Roughly every two hours, someone vanishes in Mexico.
That's according to recent data from the country's registry of missing people. "El Proceso," one of the most widely read investigative magazines south of the border, calls Mexico “the country of the disappeared.”
Some of those missing people have family in San Diego County, including a relative of mine. My cousin, Diego Rosas Valenzuela, disappeared from Ecatepec, Mexico on Sept. 4, 2015, just days after his 16th birthday.
A farmer who lives in Fallbrook, Roque Mateo, had his then-23-year-old godson go missing in Iguala, Guerrero on Sept. 26, 2014.
In fact, the disappearance of his godson, Miguel Ángel Mendoza Zacarias, was part of an incident that brought international attention to Mexico’s missing people problem — and the role of Mexican authorities in those crimes — exactly two years ago.
That case is known as Ayotzinapa. It happened nearly 2,000 miles south of the border, but it has moved and mobilized people across the United States. People throughout San Diego County held commemorative rallies on Monday.
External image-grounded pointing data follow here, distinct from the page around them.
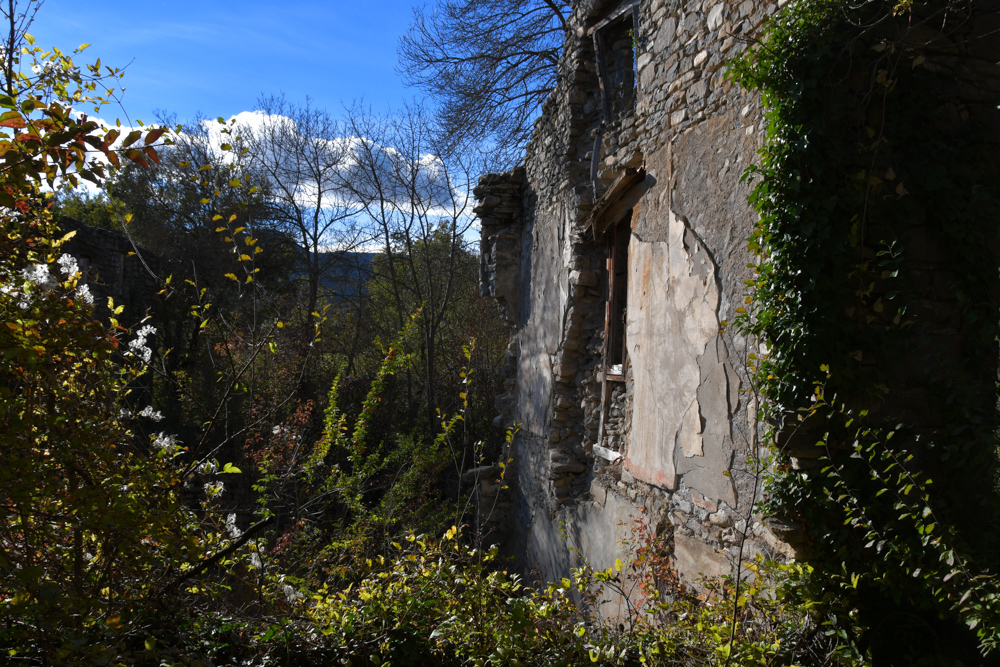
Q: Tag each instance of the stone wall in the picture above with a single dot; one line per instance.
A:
(111, 268)
(642, 127)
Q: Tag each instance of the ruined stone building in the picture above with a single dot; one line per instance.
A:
(111, 268)
(617, 253)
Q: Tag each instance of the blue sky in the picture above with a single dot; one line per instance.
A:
(217, 58)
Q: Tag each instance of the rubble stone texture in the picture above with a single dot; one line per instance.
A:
(641, 86)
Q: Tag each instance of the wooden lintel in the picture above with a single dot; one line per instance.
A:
(606, 208)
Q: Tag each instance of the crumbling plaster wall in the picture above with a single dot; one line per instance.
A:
(671, 447)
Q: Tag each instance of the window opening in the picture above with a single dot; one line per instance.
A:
(614, 41)
(617, 303)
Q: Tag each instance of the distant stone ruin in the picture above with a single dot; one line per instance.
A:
(111, 268)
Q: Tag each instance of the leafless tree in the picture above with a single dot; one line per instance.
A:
(18, 20)
(416, 197)
(489, 64)
(299, 151)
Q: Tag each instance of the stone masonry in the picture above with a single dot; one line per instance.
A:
(616, 252)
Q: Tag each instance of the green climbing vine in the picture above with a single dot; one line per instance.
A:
(874, 296)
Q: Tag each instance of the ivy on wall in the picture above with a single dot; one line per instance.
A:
(875, 295)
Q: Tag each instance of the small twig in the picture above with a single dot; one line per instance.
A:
(212, 560)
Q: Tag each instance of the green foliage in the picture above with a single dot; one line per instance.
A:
(860, 173)
(443, 602)
(93, 530)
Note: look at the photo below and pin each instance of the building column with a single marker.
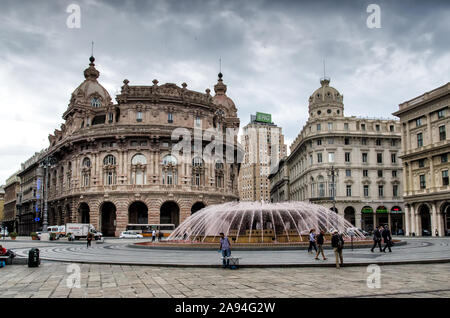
(434, 220)
(406, 220)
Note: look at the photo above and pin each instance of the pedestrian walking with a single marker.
(89, 240)
(312, 241)
(337, 242)
(387, 238)
(377, 239)
(225, 247)
(320, 240)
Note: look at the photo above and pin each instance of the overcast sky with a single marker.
(272, 57)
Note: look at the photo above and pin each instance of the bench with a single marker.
(233, 262)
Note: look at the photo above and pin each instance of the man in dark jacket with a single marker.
(376, 239)
(387, 238)
(337, 242)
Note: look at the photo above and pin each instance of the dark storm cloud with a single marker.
(272, 54)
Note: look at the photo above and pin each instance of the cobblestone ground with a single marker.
(50, 281)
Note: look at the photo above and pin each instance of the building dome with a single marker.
(221, 98)
(326, 101)
(90, 91)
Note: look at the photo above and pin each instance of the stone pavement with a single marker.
(118, 252)
(106, 281)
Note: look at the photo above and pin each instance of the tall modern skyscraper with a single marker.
(264, 147)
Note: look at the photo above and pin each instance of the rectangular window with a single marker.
(445, 178)
(419, 140)
(395, 190)
(393, 158)
(442, 135)
(379, 157)
(421, 163)
(349, 190)
(422, 181)
(331, 157)
(364, 157)
(380, 191)
(347, 157)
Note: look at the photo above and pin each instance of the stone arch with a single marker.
(84, 213)
(138, 213)
(108, 218)
(170, 213)
(197, 206)
(424, 212)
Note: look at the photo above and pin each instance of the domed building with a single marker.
(113, 163)
(348, 164)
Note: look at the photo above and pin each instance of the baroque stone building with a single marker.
(425, 154)
(114, 164)
(263, 145)
(348, 164)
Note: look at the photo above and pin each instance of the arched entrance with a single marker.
(108, 213)
(83, 213)
(425, 220)
(170, 213)
(197, 206)
(138, 213)
(349, 215)
(367, 218)
(445, 211)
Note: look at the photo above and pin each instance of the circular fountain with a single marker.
(260, 223)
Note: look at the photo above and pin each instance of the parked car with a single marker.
(130, 234)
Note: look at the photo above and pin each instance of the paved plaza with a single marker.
(105, 281)
(115, 251)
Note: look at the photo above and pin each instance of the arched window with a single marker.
(109, 160)
(109, 169)
(86, 162)
(169, 170)
(95, 102)
(138, 163)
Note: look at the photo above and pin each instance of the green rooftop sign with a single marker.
(264, 118)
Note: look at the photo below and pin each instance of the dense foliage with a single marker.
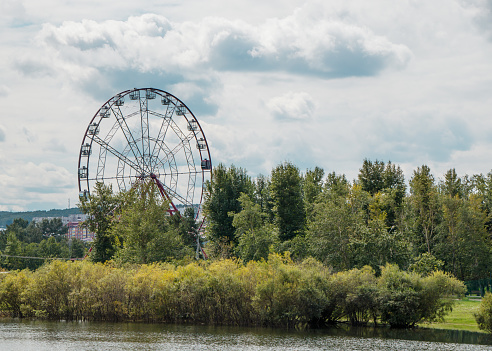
(277, 292)
(372, 220)
(484, 314)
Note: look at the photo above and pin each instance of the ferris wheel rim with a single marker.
(147, 164)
On Sept. 26, 2014, 43 students, among them Mateo’s godson, vanished from the Mexican state of Guerrero after police allegedly handed them over to a drug cartel for execution. Their families are still looking for them. Searches across the state have uncovered numerous mass graves, but none have yielded the students. They're among more than 25,000 people who have disappeared over the past decade in Mexico.
On Monday, Mateo was at a march in Mexico City with his godson’s parents and thousands of others holding up photos of missing loved ones while protesting the Ayotzinapa case.
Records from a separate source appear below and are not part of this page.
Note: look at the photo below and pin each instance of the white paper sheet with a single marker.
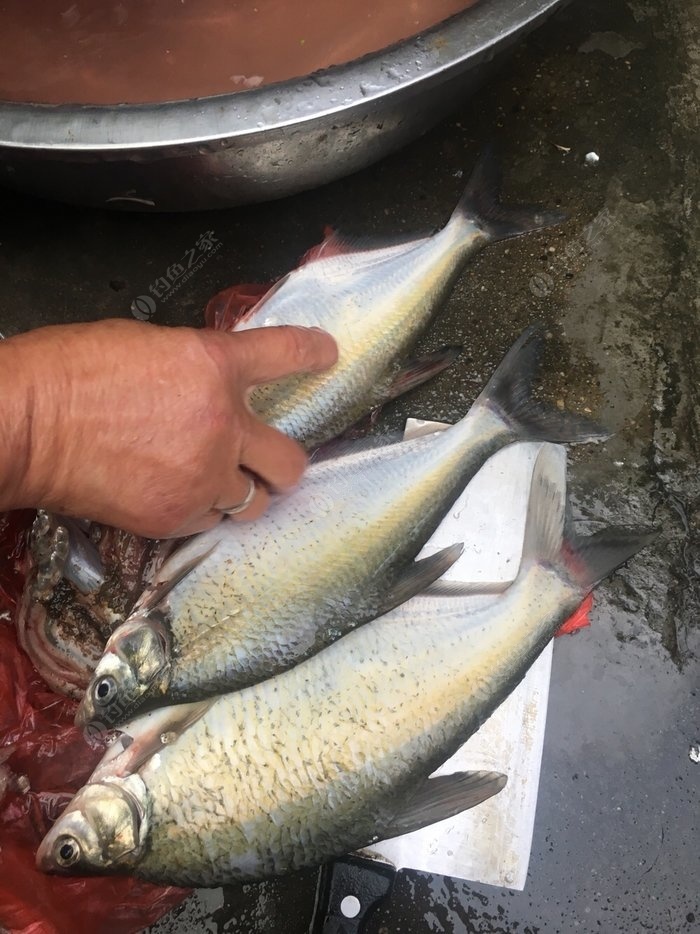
(490, 843)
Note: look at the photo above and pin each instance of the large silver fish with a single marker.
(337, 752)
(336, 553)
(376, 303)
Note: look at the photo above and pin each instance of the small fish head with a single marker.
(135, 665)
(102, 830)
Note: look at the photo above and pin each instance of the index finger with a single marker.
(267, 354)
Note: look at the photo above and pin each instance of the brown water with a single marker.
(60, 51)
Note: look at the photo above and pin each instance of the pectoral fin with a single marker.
(145, 736)
(442, 797)
(419, 370)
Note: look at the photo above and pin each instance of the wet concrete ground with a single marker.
(617, 836)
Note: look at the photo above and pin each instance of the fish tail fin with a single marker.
(546, 508)
(587, 561)
(550, 540)
(509, 394)
(480, 203)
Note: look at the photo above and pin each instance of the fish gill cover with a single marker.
(44, 759)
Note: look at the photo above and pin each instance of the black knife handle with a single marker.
(349, 890)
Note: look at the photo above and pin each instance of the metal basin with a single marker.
(257, 145)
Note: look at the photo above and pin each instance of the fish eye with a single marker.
(105, 691)
(67, 851)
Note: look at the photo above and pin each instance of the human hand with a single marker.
(147, 428)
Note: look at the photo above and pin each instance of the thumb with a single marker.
(267, 354)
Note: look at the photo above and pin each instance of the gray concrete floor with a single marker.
(617, 837)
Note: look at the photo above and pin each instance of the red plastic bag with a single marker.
(44, 759)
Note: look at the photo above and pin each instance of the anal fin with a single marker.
(419, 575)
(442, 797)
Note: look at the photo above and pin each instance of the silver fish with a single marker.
(376, 303)
(336, 753)
(335, 554)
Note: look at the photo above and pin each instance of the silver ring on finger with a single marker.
(245, 502)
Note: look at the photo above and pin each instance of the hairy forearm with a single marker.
(18, 423)
(145, 427)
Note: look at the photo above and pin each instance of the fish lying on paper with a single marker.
(251, 600)
(337, 752)
(375, 302)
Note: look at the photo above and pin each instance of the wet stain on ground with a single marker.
(617, 836)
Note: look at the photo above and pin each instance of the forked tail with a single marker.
(509, 394)
(550, 540)
(480, 205)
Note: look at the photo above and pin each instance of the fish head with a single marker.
(135, 666)
(103, 830)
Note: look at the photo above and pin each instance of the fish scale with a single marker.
(375, 310)
(268, 594)
(398, 493)
(338, 739)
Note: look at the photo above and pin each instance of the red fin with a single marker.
(579, 619)
(231, 306)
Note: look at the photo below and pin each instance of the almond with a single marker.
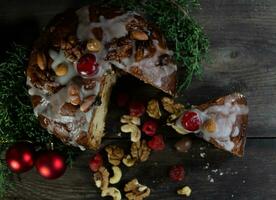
(139, 35)
(61, 70)
(41, 60)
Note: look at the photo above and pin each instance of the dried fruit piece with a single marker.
(153, 109)
(61, 70)
(136, 109)
(185, 191)
(122, 99)
(177, 173)
(135, 191)
(183, 145)
(140, 151)
(139, 35)
(96, 162)
(115, 154)
(191, 121)
(150, 127)
(157, 143)
(94, 45)
(87, 65)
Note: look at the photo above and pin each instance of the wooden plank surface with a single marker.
(252, 177)
(242, 54)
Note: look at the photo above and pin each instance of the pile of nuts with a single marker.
(139, 152)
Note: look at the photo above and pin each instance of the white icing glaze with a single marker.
(225, 117)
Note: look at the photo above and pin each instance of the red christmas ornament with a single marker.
(50, 165)
(149, 127)
(191, 121)
(87, 65)
(20, 157)
(136, 108)
(96, 162)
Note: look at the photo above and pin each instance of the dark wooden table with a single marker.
(243, 54)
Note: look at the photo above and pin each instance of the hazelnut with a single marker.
(94, 45)
(61, 70)
(210, 125)
(139, 35)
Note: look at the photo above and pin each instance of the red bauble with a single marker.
(20, 157)
(191, 121)
(50, 165)
(87, 65)
(96, 162)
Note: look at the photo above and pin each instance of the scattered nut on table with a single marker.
(140, 151)
(117, 175)
(133, 130)
(115, 154)
(127, 119)
(129, 161)
(185, 191)
(101, 178)
(135, 191)
(112, 192)
(153, 109)
(172, 107)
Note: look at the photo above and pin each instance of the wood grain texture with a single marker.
(242, 54)
(252, 177)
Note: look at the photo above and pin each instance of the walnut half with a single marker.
(135, 191)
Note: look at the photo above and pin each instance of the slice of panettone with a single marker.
(222, 122)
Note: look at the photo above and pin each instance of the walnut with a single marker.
(101, 178)
(140, 150)
(115, 154)
(153, 109)
(172, 107)
(135, 191)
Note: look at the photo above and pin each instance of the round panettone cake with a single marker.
(78, 58)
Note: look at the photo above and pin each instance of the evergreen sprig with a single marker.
(184, 34)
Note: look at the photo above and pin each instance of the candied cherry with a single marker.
(87, 65)
(191, 121)
(156, 143)
(150, 127)
(96, 162)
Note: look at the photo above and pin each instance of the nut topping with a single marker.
(139, 35)
(115, 154)
(87, 103)
(61, 70)
(41, 60)
(135, 191)
(153, 109)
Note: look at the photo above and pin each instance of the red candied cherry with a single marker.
(87, 65)
(96, 162)
(150, 127)
(136, 108)
(191, 121)
(156, 143)
(122, 99)
(177, 173)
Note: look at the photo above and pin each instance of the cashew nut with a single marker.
(127, 119)
(112, 192)
(185, 191)
(117, 175)
(134, 130)
(129, 161)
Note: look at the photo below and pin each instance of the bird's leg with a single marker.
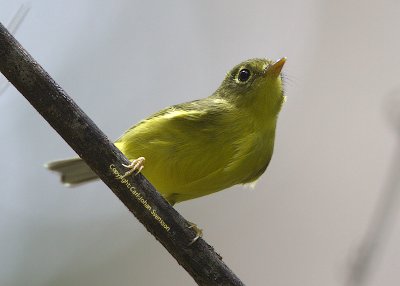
(199, 232)
(137, 164)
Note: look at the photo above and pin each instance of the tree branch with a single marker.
(138, 195)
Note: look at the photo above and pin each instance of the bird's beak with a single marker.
(275, 69)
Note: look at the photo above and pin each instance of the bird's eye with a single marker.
(244, 75)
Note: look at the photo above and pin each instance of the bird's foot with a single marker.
(199, 232)
(137, 164)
Meanwhile, rallies throughout San Diego County sought to remind people on this side of the border about Ayotzinapa and what it represents.
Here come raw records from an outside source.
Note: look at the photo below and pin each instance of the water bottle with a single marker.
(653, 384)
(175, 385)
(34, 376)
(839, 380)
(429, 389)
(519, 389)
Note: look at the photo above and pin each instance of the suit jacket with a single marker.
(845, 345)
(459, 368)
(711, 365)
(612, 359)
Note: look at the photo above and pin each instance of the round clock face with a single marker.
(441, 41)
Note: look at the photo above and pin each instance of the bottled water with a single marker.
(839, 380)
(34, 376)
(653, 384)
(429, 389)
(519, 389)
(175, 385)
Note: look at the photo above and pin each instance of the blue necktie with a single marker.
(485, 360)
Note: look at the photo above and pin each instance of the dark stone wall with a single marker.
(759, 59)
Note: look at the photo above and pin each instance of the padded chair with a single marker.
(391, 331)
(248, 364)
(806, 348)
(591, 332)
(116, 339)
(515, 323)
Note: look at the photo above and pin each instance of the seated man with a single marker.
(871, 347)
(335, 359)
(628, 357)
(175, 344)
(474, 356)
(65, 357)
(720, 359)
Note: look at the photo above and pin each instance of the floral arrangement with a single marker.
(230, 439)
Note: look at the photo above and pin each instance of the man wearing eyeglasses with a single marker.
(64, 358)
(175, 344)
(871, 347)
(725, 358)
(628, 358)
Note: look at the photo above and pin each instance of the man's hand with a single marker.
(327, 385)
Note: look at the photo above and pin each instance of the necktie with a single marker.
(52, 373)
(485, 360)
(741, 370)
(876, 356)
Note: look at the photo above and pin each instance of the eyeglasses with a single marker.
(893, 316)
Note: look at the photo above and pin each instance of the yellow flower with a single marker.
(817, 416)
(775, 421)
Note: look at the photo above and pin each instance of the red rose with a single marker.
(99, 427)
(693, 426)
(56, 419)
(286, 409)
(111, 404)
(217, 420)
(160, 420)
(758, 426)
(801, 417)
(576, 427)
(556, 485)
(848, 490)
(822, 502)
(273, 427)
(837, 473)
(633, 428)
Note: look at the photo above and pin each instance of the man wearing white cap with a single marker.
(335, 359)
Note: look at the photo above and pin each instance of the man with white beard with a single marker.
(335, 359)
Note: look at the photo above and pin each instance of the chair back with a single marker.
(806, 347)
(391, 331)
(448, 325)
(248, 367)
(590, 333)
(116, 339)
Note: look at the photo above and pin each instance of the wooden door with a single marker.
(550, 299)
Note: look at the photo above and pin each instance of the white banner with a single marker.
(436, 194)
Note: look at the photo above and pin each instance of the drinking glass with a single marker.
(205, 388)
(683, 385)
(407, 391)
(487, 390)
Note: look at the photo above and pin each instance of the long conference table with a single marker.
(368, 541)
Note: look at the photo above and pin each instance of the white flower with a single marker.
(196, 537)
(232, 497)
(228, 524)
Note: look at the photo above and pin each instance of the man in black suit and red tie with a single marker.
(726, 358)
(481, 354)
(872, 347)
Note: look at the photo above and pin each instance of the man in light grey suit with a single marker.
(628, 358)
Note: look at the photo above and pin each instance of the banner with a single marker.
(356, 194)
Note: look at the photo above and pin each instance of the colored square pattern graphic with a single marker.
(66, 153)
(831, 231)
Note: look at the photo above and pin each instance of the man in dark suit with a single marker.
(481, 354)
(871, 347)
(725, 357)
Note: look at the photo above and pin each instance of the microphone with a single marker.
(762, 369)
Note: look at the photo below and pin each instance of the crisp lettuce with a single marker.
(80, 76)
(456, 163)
“That could have been me,” said Joanna Mayorquin, 28, a student of San Diego City College during an 11 a.m. rally on campus. She wore a shirt featuring the name “Benjamin Ascencio Bautista,” one of the missing 43 students who attended a school known as Ayotzinapa before they vanished.
During the event, she and other students kneeled on the floor, blindfolded, and stood up one-by-one, symbolizing the hoped-for return of each missing individual.
“They took them alive, we want them back alive!” chanted the students.
Other rallies occurred at the Mexican consulate on India Street in the morning and at the San Ysidro Trolley Station in the evening.
The Inter-American Commission on Human Rights recently published a report showing that Mexico’s federal government has been obstructing the search for truth in the Ayotzinapa case.
According to "El Proceso," the rate of disappearance rose to a record level — an average of 12 new missing people each day — after President Enrique Peña Nieto came to office in 2012.
Mateo, the Fallbrook farmer who is looking for his godson, said hope lies in people's memories.
“The government expects that with the passage of time, people will start forgetting,” he said. “I hope we will not forget.”
One thing is sure: he won’t forget.
“I will search for (my godson) until I find him,” he said.